Sierra Leone, guerre de, conflit civil ayant opposé les forces gouvernementales sierra-léonaises au Front révolutionnaire (Revolutionary United Front, RUF) de 1991 à 2001.

Sanglant, le conflit sierra-léonais a fait plus de 50 000 morts ; cibles et instruments de la guerre, des milliers de civils ont été victimes d’amputations, de viols, d’enrôlements forcés (notamment parmi les enfants) et de pillages. Environ deux millions de personnes ont été déplacés ou ont dû se réfugier dans les pays voisins (principalement en Guinée et au Libéria).

2   LA PROPAGATION DE LA GUERRE CIVILE LIBÉRIENNE

La guerre civile sierra-léonaise trouve son origine dans l’extension de la guerre civile au Liberia voisin, qui débute en 1989, et son moteur dans la lutte pour le contrôle des gisements de diamants du pays.
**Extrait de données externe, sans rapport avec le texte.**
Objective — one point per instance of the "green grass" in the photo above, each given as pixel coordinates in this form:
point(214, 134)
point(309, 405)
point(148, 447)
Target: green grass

Dès 1991, la Sierra Leone offre un refuge aux civils libériens qui fuient les combats, puis elle devient un front de la guerre civile libérienne lorsque Charles Taylor, qui mène la rébellion au Liberia, traverse la frontière sierra-léonaise. Celui-ci provoque la création du Front révolutionnaire uni (Revolutionary United Front, RUF) réunissant une centaine de combattants libériens, burkinabés et sierra-léonais autour du rebelle Foday Sankoh, dans les zones diamantifères proches de la frontière libérienne. La Sierra Leone sort d’une longue dictature instaurée par Siaka Stevens (1968-1985), caractérisée par la répression, la corruption, le népotisme et le pillage des ressources du pays, et le gouvernement du général Joseph Momoh (1985-1992) suscite un fort mécontentement populaire sur fond de marasme économique. Aussi, lorsque le 23 mars 1991 le RUF attaque deux villages situés dans l’est du pays, le mouvement rebelle bénéficie-t-il d’une certaine sympathie auprès de la population.
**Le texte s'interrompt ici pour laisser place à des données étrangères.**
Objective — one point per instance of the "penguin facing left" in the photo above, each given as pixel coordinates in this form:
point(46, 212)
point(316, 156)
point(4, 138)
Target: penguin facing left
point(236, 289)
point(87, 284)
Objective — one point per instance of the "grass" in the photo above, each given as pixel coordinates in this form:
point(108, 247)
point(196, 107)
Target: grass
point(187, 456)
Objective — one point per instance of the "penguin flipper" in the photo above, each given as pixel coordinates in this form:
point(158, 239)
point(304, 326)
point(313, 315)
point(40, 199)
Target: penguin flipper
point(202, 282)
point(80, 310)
3   LES « DIAMANTS DU SANG «, L’UNE DES CLÉS DU CONFLIT

L’objectif premier du RUF est de s’emparer des gisements de diamants, dont l’extraction illicite et le négoce au Liberia vont financer les deux rébellions. Cet objectif ne permet toutefois pas d’expliquer la cruauté et la terreur auxquelles le RUF va avoir recours pour asseoir sa domination sur la population civile. Dévoyant les rituels traditionnels d’intégration sociale, Foday Sankoh parvient à constituer son armée en utilisant largement l’enlèvement d’enfants dans les villages de brousse pour en faire des combattants à sa dévotion, les coupant de la société en leur faisant commettre des actes excluant tout retour dans leur milieu (assassinats de proches, anthropophagie). Dès 1992, les Kamajors, une confrérie de chasseurs traditionnels victimes de ces enlèvements, organisent une milice d’autodéfense contre les rebelles.

4   L’ÉCHEC DE L’ACCORD D’ABIDJAN (NOVEMBRE 1996)
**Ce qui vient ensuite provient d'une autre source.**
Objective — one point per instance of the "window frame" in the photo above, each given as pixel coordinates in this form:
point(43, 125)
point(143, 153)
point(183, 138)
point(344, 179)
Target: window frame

Le coup d’État militaire du 29 avril 1992, qui porte au pouvoir un jeune officier, Valentine Strasser, oriente le pays vers une transition démocratique, mais ne parvient pas à mettre fin à la guerre civile, qui touche les régions agricoles et minières. Alors que le pays sombre dans l’anarchie, le général Julius Maada Bio renverse Valentine Strasser en janvier 1996 et, fort de l’aide de mercenaires sud-africains, entame des négociations avec le RUF, qui contrôle les trois quarts du pays. Des élections démocratiques, soutenues par les Nations unies, portent à la présidence de la République Ahmad Tejan Kabbah, un ancien diplomate onusien. Dans ce nouveau contexte, un accord est signé le 30 novembre 1996 à Abidjan (Côte d’Ivoire) entre le président Kabbah et Foday Sankoh. En dépit de cet accord, les rebelles ne baissent pas les armes et, face à une armée en déliquescence, le président Kabbah s’appuie sur les Kamajors. L'armée régulière sierra-léonaise, qui se sent désavouée, renverse le 25 mai 1997 le président Kabbah, sous la conduite du commandant Johnny Paul Koroma, et laisse pénétrer les rebelles du RUF dans la capitale, Freetown, livrée au pillage et à la terreur. La Communauté économique des États de l’Afrique de l’Ouest (CEDEAO) confie à sa force d’interposition (l’Ecomog), conduite par le Nigeria, la mission de rétablir le président Kabbah. Tandis que la Sierra Leone est suspendue du Commonwealth, la junte sierra-léonaise est frappée par le Conseil de sécurité des Nations unies d’un embargo sur l’importation de pétrole et d’armes.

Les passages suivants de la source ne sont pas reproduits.